Chase thought so too. The savage look on the man’s face frightened him, and he told himself that he would not object again, no matter what they did to him.

The hunter pulled off his moccasins and proceeded to draw on Chase’s boots, which, contrary to the boy’s hopes, fitted him as if they had been made for him. He grunted out his satisfaction, and picking up his moccasins was about to toss them to Chase, when his companion interposed. “Hand ’em here,” said he. “I reckon I can use ’em as well as anybody.”

The hunter accordingly passed the moccasins to his friend, who drew them on over his own, and Chase settled back on the ground with a despairing sigh. He was to be left barefooted, sure enough.
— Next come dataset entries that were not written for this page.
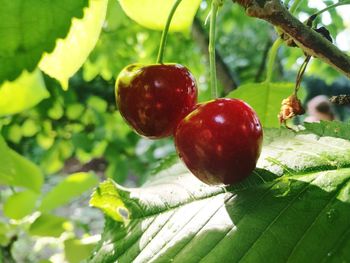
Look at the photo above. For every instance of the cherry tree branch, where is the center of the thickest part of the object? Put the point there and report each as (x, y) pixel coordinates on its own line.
(311, 42)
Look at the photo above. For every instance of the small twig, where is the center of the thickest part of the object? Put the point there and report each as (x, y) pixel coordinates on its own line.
(311, 42)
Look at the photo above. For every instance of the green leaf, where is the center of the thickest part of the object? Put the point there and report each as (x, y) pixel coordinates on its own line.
(30, 128)
(20, 204)
(23, 93)
(265, 98)
(76, 250)
(17, 171)
(70, 53)
(4, 234)
(7, 170)
(29, 28)
(47, 225)
(329, 128)
(71, 187)
(301, 216)
(153, 14)
(27, 174)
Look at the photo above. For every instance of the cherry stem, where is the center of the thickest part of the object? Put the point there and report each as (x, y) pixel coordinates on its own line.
(301, 74)
(212, 57)
(272, 58)
(165, 32)
(276, 45)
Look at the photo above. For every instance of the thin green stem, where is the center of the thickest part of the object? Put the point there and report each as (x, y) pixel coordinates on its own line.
(332, 6)
(272, 58)
(165, 32)
(212, 56)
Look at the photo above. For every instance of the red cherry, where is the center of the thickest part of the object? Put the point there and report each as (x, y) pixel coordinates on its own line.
(220, 141)
(153, 99)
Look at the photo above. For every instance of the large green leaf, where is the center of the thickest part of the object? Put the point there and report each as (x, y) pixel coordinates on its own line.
(290, 212)
(31, 27)
(70, 53)
(329, 128)
(153, 14)
(27, 91)
(265, 98)
(71, 187)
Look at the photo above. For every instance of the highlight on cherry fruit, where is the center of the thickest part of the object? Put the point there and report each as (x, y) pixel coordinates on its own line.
(153, 99)
(220, 141)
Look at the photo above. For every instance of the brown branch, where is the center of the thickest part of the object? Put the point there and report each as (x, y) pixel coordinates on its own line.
(311, 42)
(225, 75)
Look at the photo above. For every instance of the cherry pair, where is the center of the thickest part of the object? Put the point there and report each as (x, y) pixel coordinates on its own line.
(219, 141)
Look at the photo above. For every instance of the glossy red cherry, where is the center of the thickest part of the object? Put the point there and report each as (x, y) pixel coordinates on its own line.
(153, 99)
(220, 141)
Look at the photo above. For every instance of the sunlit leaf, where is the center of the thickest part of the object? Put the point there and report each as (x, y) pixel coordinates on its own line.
(153, 14)
(27, 174)
(70, 53)
(301, 213)
(265, 98)
(71, 187)
(47, 225)
(20, 204)
(18, 171)
(23, 93)
(29, 28)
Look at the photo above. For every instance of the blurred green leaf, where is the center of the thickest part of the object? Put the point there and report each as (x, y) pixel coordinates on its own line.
(30, 28)
(74, 111)
(265, 99)
(23, 93)
(29, 128)
(153, 14)
(329, 128)
(4, 237)
(47, 225)
(27, 174)
(18, 171)
(71, 187)
(7, 170)
(97, 104)
(71, 52)
(14, 133)
(20, 204)
(56, 112)
(76, 250)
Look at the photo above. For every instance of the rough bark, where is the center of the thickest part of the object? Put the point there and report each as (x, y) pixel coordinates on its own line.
(311, 42)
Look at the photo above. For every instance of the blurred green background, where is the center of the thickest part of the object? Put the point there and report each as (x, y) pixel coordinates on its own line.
(81, 130)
The men having appropriated every article of value that Chase possessed (fortunately they did not think his pocket-knife and the contents of his bundle worth stealing), brought up their horses, and while one put the saddles on them, the other employed himself in gathering their luggage together, not even forgetting what remained of the haunch of venison, which Chase hoped they would leave behind them. When all was ready for the start, they mounted and one rode off at once, while the other stopped to say a parting word to the boy. “No follerin’ now,” he exclaimed, savagely. “If we set eyes on you agin, you won’t get off so easy.”
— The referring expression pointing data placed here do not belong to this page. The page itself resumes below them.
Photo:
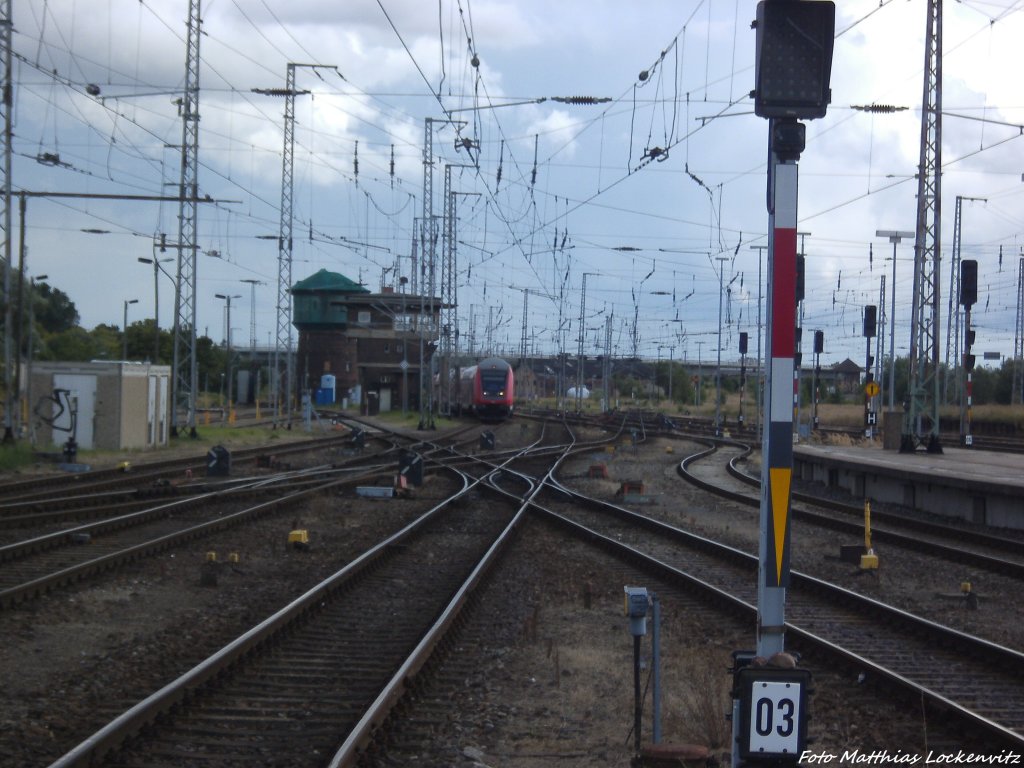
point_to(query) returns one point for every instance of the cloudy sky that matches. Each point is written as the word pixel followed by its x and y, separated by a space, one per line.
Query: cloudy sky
pixel 654 196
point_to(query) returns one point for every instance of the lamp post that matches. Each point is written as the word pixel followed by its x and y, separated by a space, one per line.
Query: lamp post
pixel 894 237
pixel 227 340
pixel 32 325
pixel 124 330
pixel 157 269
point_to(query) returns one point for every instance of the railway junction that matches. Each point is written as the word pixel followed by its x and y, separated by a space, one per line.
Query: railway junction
pixel 476 617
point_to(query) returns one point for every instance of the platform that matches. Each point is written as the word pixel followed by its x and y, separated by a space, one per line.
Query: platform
pixel 979 486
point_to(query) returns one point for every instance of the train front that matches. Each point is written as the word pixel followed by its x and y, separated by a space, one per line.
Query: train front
pixel 494 389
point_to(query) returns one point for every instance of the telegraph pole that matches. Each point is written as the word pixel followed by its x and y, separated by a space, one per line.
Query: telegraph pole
pixel 6 34
pixel 185 378
pixel 921 422
pixel 953 314
pixel 286 369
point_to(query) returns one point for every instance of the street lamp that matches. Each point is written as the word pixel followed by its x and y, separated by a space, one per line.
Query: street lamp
pixel 157 268
pixel 894 237
pixel 124 330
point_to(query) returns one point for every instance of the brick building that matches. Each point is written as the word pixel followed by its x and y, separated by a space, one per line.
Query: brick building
pixel 370 342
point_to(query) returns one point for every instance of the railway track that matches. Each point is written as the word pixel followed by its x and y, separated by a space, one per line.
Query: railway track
pixel 333 662
pixel 975 682
pixel 261 733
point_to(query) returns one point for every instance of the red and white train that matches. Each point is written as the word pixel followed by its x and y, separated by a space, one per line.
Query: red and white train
pixel 487 389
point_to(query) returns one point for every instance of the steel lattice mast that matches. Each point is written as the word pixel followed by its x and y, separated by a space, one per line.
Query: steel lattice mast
pixel 427 262
pixel 448 317
pixel 6 30
pixel 185 364
pixel 283 344
pixel 921 422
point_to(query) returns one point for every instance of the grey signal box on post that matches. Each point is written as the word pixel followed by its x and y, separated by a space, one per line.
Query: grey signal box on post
pixel 636 602
pixel 794 58
pixel 218 462
pixel 411 467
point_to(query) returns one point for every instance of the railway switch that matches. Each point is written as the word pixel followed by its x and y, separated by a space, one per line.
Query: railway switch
pixel 635 607
pixel 218 462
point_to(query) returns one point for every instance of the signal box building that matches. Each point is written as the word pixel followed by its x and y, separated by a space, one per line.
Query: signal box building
pixel 116 404
pixel 361 348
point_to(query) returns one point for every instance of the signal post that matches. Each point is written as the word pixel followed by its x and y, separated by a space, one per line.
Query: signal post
pixel 794 64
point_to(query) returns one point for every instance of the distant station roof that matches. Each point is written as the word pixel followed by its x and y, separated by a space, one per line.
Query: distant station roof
pixel 325 281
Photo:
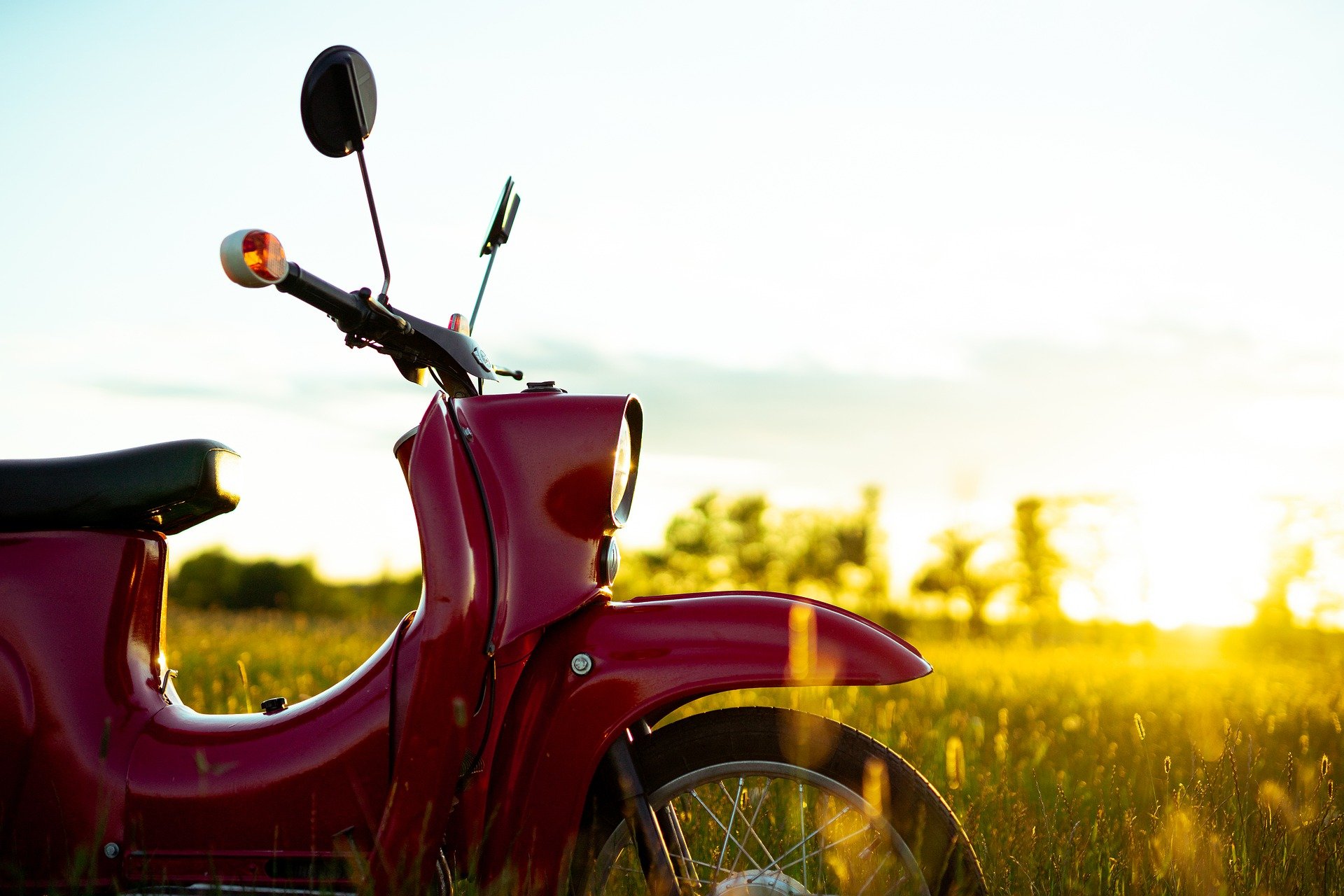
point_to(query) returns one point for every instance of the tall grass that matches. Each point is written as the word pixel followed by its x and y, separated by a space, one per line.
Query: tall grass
pixel 1177 766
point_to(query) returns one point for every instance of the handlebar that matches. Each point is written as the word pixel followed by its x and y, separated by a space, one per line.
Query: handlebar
pixel 334 301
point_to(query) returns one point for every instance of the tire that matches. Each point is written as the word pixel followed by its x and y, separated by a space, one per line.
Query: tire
pixel 705 764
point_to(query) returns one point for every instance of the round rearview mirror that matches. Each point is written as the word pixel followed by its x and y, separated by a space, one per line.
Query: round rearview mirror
pixel 339 101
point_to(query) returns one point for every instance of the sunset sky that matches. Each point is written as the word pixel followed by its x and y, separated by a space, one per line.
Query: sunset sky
pixel 964 250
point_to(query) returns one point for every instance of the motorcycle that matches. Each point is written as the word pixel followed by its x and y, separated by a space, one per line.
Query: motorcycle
pixel 505 734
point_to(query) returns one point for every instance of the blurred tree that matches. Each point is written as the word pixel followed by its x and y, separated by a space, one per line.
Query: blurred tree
pixel 217 580
pixel 1040 566
pixel 956 577
pixel 743 543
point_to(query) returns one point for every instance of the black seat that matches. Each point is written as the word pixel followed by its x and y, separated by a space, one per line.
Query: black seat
pixel 160 488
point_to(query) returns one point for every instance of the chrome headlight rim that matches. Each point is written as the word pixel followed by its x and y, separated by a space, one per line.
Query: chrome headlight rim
pixel 626 454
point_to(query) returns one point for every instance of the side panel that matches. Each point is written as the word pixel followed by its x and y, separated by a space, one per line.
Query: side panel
pixel 80 618
pixel 451 662
pixel 648 654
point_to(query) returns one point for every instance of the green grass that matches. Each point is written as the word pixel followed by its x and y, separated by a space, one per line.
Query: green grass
pixel 1177 766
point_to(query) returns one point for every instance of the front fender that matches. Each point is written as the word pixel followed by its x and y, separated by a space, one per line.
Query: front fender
pixel 648 656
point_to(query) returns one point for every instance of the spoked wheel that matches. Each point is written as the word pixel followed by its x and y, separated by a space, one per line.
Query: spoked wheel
pixel 773 801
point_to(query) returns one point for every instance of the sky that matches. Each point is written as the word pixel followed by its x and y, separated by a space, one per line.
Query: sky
pixel 964 250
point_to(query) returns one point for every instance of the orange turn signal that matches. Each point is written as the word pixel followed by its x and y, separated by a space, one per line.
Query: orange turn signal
pixel 253 258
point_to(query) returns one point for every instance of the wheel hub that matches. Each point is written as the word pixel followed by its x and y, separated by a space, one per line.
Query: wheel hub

The hunter then rode on after his companion, and Chase was left alone. So stunned and bewildered was he that he could scarcely realize his situation. Hardly knowing what he was about, he replenished the fire, cooked and ate his slices of venison, and then picking up the only extra shirt he possessed, set to work to cut it into strips, so that he could make of it some protection for his feet. He could not stay there and starve while he had the strength to move, and neither could he travel barefooted over those frosty stones. Having wrapped up his feet as well as he could, he bundled up his clothes and resumed his journey.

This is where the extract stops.